Alarmado ante alguna de las imprecisiones que cometí la semana pasada en este diario tan poco íntimo —y tan poco diario—, uno de sus numerosos lectores me manda copia de unas páginas muy interesantes de un libro sobre la evolución del género humano. Sus autores son el biólogo Francisco J. Ayala, que no es pariente del literato Francisco Ayala, y el antropólogo Camilo J. Cela Conde, que tampoco es pariente de Francisco Ayala. Como resume nuestro lector —que tampoco es pariente de Francisco Ayala, aunque por curiosa coincidencia se apellide como yo—, el australopitecus era mucho más pequeño que el hombre actual, andaba a cuatro patas y eventualmente comía pequeños mamíferos. Total, que el hombre procede del gato.

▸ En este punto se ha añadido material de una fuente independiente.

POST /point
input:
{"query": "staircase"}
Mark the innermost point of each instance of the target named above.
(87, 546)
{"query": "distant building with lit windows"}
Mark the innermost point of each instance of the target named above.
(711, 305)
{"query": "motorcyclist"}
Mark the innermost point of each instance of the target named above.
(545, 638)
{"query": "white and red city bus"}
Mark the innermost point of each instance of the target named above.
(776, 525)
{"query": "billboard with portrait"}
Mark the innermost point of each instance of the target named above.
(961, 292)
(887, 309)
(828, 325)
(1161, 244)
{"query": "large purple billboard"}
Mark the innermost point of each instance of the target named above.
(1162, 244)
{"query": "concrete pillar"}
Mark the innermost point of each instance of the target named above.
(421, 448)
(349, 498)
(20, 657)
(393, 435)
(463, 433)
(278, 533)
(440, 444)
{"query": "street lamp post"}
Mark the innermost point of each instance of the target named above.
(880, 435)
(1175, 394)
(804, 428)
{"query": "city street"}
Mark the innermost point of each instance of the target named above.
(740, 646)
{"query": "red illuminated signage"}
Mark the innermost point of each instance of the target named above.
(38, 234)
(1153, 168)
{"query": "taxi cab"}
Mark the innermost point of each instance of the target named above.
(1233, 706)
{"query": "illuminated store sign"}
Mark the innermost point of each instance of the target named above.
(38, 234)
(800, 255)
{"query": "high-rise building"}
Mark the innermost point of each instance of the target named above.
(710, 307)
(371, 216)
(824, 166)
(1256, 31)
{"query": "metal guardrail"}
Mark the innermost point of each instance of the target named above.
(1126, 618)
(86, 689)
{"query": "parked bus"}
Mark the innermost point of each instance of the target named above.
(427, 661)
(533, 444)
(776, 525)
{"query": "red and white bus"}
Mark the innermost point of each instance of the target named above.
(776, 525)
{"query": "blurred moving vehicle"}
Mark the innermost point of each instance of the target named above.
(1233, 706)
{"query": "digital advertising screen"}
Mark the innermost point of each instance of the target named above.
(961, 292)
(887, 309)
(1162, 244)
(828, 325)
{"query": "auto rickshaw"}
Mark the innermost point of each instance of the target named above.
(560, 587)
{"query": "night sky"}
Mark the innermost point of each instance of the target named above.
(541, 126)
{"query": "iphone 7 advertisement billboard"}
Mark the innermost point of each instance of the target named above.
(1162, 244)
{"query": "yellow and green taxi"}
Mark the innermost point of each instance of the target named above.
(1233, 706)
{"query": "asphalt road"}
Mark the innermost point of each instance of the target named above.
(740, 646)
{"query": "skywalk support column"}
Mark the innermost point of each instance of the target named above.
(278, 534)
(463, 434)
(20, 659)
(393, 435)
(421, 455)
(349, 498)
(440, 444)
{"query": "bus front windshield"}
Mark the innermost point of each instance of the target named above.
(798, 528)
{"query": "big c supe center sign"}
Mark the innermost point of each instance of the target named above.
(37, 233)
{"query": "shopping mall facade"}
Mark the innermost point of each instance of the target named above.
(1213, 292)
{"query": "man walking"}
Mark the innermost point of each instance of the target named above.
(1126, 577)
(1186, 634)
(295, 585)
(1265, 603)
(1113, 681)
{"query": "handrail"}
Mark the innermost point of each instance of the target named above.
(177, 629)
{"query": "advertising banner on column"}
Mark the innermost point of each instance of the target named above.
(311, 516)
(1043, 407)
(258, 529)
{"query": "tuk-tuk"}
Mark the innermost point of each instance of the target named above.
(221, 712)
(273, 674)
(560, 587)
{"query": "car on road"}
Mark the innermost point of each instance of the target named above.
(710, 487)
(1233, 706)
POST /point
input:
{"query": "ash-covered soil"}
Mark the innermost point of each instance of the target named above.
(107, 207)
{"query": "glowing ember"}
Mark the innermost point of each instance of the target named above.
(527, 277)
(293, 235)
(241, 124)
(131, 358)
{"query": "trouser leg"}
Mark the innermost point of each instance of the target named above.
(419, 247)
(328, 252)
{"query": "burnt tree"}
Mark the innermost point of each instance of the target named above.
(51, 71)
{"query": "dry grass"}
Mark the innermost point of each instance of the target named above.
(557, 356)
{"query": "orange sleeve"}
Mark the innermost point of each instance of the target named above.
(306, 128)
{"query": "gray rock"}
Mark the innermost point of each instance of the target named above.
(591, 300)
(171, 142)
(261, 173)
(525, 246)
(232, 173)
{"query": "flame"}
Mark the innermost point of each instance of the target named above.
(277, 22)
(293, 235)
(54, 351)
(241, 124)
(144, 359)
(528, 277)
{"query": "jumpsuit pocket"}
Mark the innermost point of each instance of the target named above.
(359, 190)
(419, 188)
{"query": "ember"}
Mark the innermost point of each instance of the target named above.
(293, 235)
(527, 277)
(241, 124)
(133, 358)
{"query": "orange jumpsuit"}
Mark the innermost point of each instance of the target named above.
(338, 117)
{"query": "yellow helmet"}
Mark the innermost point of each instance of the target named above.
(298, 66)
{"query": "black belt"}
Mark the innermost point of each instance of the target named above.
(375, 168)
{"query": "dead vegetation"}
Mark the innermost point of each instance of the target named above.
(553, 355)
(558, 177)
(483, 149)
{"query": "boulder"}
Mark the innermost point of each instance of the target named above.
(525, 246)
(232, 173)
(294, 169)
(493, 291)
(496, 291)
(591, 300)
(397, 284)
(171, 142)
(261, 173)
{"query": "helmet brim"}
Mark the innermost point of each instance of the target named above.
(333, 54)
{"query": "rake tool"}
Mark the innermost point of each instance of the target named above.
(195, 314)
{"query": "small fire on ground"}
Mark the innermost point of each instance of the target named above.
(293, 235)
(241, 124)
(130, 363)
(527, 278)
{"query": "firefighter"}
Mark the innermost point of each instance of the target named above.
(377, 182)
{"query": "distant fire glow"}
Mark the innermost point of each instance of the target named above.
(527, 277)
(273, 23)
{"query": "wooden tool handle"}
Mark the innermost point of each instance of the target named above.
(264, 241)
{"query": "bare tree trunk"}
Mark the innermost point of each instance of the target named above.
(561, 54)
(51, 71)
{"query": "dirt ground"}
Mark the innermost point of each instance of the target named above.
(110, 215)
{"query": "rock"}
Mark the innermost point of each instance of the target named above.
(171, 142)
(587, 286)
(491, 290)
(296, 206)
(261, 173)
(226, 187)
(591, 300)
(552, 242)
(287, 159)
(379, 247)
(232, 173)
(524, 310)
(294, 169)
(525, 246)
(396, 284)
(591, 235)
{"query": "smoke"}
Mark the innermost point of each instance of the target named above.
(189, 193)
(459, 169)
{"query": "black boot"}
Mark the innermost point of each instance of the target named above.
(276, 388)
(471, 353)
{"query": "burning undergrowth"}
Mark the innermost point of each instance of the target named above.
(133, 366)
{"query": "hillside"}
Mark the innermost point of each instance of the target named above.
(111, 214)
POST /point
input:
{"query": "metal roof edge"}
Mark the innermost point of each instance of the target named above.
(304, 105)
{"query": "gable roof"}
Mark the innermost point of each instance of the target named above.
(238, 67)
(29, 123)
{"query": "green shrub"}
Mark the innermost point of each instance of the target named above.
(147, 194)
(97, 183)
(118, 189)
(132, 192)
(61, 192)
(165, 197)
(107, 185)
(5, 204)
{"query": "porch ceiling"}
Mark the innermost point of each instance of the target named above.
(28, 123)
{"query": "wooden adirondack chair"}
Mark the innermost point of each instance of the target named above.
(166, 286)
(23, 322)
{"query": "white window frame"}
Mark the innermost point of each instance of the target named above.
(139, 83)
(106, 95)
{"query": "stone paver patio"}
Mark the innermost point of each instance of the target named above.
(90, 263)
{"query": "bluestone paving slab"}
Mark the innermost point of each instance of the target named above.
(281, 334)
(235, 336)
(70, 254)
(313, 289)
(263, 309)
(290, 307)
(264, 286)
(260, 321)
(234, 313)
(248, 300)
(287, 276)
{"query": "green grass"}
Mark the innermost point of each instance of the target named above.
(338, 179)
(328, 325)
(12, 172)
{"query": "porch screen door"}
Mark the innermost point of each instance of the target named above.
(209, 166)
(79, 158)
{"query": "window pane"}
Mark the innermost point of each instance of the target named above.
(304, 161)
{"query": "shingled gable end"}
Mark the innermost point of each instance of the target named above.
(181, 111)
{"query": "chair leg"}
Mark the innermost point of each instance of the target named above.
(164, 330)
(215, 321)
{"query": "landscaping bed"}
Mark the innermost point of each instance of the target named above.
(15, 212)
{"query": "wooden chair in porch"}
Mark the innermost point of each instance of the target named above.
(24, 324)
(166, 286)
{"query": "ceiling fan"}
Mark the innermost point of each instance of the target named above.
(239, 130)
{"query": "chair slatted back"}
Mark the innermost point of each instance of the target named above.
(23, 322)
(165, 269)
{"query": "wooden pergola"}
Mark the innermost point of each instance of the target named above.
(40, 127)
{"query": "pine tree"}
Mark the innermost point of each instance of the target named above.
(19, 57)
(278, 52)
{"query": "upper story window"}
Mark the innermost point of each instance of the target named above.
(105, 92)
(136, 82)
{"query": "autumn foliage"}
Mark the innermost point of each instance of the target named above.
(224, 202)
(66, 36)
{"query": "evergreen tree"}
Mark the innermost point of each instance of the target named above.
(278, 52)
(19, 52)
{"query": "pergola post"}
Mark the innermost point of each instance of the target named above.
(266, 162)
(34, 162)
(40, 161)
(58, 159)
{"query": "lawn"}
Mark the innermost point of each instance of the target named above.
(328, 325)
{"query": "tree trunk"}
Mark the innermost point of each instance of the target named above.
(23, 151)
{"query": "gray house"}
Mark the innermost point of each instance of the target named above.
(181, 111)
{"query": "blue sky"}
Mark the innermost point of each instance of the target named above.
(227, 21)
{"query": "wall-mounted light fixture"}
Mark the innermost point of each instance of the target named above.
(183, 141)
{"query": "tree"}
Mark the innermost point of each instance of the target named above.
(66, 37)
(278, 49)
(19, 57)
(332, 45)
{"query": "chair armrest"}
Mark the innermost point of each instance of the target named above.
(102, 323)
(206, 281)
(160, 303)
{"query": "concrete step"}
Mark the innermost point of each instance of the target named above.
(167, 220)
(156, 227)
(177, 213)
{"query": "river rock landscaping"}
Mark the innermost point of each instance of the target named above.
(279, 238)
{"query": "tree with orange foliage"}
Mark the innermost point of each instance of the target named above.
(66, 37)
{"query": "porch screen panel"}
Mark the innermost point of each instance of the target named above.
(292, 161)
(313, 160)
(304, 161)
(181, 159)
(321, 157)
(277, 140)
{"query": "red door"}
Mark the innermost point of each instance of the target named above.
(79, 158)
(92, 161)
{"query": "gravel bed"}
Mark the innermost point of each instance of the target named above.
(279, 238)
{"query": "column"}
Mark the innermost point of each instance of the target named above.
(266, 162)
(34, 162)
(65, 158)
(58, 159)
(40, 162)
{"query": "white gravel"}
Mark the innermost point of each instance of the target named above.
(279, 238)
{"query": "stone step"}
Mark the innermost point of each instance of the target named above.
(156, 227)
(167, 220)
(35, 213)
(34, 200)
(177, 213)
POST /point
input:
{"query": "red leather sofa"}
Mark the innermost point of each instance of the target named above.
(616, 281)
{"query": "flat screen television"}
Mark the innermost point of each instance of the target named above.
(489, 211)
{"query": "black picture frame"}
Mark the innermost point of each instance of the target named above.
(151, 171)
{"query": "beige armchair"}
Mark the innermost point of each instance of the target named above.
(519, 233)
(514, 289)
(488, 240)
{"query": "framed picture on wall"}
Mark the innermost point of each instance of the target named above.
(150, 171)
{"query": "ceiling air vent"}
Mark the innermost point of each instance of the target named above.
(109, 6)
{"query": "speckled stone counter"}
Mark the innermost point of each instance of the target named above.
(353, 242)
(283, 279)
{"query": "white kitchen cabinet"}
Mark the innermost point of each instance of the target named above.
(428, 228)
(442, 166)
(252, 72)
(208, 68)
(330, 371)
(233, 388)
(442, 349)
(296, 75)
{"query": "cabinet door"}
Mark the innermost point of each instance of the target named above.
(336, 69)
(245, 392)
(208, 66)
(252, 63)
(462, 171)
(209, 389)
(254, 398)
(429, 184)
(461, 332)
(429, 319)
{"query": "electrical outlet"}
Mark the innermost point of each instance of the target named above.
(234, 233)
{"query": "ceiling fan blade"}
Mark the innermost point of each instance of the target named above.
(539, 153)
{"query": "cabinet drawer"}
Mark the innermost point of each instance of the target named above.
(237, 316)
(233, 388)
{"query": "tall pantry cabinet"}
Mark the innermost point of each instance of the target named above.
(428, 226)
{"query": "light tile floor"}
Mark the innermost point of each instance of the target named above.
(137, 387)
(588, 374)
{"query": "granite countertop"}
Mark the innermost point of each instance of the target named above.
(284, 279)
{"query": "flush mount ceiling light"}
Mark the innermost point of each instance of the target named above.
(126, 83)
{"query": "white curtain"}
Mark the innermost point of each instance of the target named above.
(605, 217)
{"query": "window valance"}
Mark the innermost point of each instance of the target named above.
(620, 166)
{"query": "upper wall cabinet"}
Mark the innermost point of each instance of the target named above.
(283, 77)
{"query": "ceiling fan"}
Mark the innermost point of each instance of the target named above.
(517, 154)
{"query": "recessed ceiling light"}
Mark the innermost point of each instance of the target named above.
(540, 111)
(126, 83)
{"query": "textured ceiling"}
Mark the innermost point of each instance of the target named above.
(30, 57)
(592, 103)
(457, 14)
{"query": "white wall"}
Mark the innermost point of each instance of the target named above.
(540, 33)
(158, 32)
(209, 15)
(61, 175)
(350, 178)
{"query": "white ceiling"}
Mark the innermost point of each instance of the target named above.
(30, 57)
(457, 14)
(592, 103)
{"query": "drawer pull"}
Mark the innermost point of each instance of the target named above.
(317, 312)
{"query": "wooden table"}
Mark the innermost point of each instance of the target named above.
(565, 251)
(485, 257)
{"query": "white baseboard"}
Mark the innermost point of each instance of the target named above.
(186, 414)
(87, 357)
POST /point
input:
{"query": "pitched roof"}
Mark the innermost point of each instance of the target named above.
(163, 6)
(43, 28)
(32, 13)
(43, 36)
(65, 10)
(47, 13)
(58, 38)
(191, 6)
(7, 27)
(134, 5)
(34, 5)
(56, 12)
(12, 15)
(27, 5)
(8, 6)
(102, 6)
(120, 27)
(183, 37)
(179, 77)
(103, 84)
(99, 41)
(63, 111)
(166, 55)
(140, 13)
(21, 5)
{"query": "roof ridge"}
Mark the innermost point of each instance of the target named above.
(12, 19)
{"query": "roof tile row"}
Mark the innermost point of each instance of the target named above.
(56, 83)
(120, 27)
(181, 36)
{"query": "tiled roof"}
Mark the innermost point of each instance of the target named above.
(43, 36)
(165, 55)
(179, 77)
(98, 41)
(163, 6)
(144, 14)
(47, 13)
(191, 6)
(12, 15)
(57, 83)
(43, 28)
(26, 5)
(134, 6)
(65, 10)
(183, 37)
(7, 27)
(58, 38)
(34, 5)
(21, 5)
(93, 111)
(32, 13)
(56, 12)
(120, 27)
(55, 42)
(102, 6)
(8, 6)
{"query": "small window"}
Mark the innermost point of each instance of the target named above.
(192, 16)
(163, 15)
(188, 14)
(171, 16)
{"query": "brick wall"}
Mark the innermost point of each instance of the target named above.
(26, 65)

En esas páginas Cela y Ayala cuentan muchas otras cosas y advierten que, evolutivamente hablando, la expansión del córtex cerebral gracias a la cual resolvemos sudokus conlleva una mayor exigencia metabólica, es decir, que requiere más comida, o comida más energética. En determinado momento, andar ramoneando por la sabana dejó de ser suficiente para sostener un cráneo de considerables dimensiones, tan lleno de ideas como pudiera tenerlo el hombre de Cromañón. Este humanoide cabezón, esta especie de prehistórico opositor a notarías sin oficio ni beneficio llevaba siglos comiendo cacahuetes y polvo, o excrementos de foca y nieve amarilla en los momentos glaciales. En esas condiciones, es lógico que se juntase con otros dos opositores para matar una foca a dentelladas. De haber vivido en el barrio berlinés de Friedrichshain, en cambio, lo más probable es que hubiera pedido una hamburguesa de seitán, que tiene mejor rendimiento metabólico —y ecológico— que las de cerdo.
Confieso que mi afirmación sobre el amigo australopitecus era una simplificación bastante crasa y no hacía justicia al original. Como tantos colegas del gremio, he sido antes homo scriptens que homo sapiens. En realidad, Aymeric Caron sintetizaba bastante bien un debate complejo: añadía que los autralopitecus eran carnívoros oportunistas, explicaba que el homo habilis comenzó a mendigar carne a otros animales carroñeros, y que, como no se la daban, el homo erectus y su primo de Neandertal se asociaron para tender emboscadas a los mamuts (pp. 142-143). O algo así. Ciento y pico mil años más tarde, al volverse sedentario y cultivar cereales, el hombre primitivo redujo de nuevo su consumo de carne, por lo que el divulgador francés concluye: «la carne no está en modo alguno ligada intrínsecamente a la naturaleza del hombre, sino sólo a fases de su evolución». Y para terminar llama la atención sobre un detalle elocuente: sólo con el descubrimiento del fuego por parte del homo habilis —que no debía su apellidio a Francisco Ayala, precisamente— nuestros tatarabuelos se pusieron a comer carne en plan Trump. Lo cual quiere decir que, si el ser humano es por naturaleza carnívoro, lo es a condición de que se lo pongan bien pasadito y con ketchup.